3. “Open” is not a social, cultural, political, or economic panacea.

“Add open and stir” approaches to explaining “open’s” supposed utility remain popular. They hinge on the notion that “open” is a universal answer to any problem we present to it. “Open” is indeed a way (a style, a manner) of responding to circumstances (like I said in my explanation of the first open truism, it’s a spirit, a set of values that in-forms actions). But just as the identity or definition of “open” is never guaranteed, so too does “open” itself never guarantee anything.

Making something “open” doesn’t immediately or automatically make it more equitable, more effective, more innovative. “Open” can be an answer to a problem, but it’s also often it’s own problem.

4. “Open” is never disinterested and always contested.

“Open” always operates in someone’s interest. Just as important as the question “Is it open?” is the question “For whom is it open?” or “Open for what?

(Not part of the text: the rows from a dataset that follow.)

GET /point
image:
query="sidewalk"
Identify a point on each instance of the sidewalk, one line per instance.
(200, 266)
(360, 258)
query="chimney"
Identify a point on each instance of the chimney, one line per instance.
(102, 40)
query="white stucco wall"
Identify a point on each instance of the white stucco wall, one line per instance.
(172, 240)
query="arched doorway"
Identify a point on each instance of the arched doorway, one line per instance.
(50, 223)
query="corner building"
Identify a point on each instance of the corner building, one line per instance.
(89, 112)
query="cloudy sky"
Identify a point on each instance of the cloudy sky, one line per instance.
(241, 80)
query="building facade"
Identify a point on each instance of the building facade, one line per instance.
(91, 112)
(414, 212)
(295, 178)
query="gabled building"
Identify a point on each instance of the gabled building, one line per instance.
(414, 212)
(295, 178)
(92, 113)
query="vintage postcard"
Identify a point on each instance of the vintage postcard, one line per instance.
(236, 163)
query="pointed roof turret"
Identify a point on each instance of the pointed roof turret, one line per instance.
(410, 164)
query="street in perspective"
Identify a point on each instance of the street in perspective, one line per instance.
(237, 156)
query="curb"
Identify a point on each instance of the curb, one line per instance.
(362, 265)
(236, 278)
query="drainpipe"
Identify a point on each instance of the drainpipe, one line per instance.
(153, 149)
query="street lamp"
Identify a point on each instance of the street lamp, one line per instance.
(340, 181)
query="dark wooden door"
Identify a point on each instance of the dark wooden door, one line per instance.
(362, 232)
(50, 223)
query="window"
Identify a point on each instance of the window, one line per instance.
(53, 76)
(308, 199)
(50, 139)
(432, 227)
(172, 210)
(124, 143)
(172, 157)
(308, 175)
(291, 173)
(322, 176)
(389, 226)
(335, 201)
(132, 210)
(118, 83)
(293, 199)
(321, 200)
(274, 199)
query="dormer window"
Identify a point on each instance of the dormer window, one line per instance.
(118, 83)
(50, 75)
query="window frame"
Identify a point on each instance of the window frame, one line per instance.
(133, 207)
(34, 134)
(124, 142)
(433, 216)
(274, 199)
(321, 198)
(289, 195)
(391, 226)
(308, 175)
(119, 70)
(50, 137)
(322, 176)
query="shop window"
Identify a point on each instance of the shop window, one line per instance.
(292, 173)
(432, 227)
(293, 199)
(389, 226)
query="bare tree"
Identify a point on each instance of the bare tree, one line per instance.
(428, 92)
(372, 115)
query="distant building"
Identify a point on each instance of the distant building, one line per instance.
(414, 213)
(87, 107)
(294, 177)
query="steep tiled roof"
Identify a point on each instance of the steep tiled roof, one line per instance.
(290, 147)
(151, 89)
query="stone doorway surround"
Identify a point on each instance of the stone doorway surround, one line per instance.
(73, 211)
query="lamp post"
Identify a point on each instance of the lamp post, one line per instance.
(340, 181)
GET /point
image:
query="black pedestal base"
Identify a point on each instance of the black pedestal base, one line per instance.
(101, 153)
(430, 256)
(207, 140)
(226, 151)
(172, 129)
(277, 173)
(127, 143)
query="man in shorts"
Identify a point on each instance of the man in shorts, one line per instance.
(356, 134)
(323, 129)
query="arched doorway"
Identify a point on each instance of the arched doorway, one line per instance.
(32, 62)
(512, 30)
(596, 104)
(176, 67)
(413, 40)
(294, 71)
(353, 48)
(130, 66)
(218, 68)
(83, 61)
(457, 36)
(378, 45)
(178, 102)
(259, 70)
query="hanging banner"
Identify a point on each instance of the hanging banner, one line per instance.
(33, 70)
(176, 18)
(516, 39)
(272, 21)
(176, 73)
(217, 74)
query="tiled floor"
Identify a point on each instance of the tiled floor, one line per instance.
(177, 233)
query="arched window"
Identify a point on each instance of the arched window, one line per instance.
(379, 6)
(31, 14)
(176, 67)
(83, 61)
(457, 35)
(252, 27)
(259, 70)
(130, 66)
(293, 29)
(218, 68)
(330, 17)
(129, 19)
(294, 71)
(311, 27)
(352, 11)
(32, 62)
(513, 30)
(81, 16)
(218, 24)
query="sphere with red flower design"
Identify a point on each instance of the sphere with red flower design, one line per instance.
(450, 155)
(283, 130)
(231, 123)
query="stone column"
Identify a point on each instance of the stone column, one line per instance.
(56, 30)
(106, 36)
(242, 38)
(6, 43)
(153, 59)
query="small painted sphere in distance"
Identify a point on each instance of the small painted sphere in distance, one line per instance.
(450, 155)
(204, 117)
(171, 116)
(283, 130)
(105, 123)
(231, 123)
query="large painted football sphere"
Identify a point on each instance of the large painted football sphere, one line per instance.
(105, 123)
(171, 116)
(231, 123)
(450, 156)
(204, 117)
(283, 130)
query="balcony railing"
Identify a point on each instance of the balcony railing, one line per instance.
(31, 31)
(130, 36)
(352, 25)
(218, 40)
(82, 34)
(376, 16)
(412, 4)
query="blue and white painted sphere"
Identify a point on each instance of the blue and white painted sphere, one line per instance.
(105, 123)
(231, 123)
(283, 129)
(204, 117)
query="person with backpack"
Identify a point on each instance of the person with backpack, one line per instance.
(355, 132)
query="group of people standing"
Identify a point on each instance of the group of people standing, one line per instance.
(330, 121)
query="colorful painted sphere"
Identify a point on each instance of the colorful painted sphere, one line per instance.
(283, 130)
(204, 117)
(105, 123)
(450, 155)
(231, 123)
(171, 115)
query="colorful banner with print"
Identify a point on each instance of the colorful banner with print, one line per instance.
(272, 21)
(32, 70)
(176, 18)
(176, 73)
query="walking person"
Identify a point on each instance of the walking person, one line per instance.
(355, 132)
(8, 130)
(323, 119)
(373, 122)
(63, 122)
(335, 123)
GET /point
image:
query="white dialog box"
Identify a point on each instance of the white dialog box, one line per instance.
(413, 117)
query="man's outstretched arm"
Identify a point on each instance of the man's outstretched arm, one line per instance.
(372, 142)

Calling “open” a-political is a mistake. It’s transpolitical. People see in it what they want (need) to see in it; they glimpse in it answers to all kinds of problems (hence the universalizing tendency that motivates the third open truism). Various actors with competing agendas will frequently take divergent approaches to tackling a problem—and each claim they’re taking the “open approach” to doing so. Those divergences and disparities and what make “open” so interesting. It’s always a site of struggle, an opening onto some kind of contentious field, not really a final answer or response.

So anyone interested in “open” should always be asking: What’s the goal or point of being “open” in this particular instance (because, as we’ve already seen, “open” is not an end in itself)? In what ways and toward what ends do “open” and “openness” get picked up, deployed, utilized by various actors (individuals and institutions) with seemingly incommensurable agendas and intentions?

Every such deployment is a mechanism of power, each an attempt to influence what’s possible. And each is constantly working in the interest of some and not others. Think of compulsory openness—demands for transparency mandated asymmetrically, demands for additional (frequently uncompensated) labor in the name of something like “community” or “meritocracy.” Then ask again: “Open for whom?”

Perhaps those four truisms are more like four provocations. But they help me, at least, frame a method for thinking about “open” in context—a way of remaining open, as it were, to additional possibilities.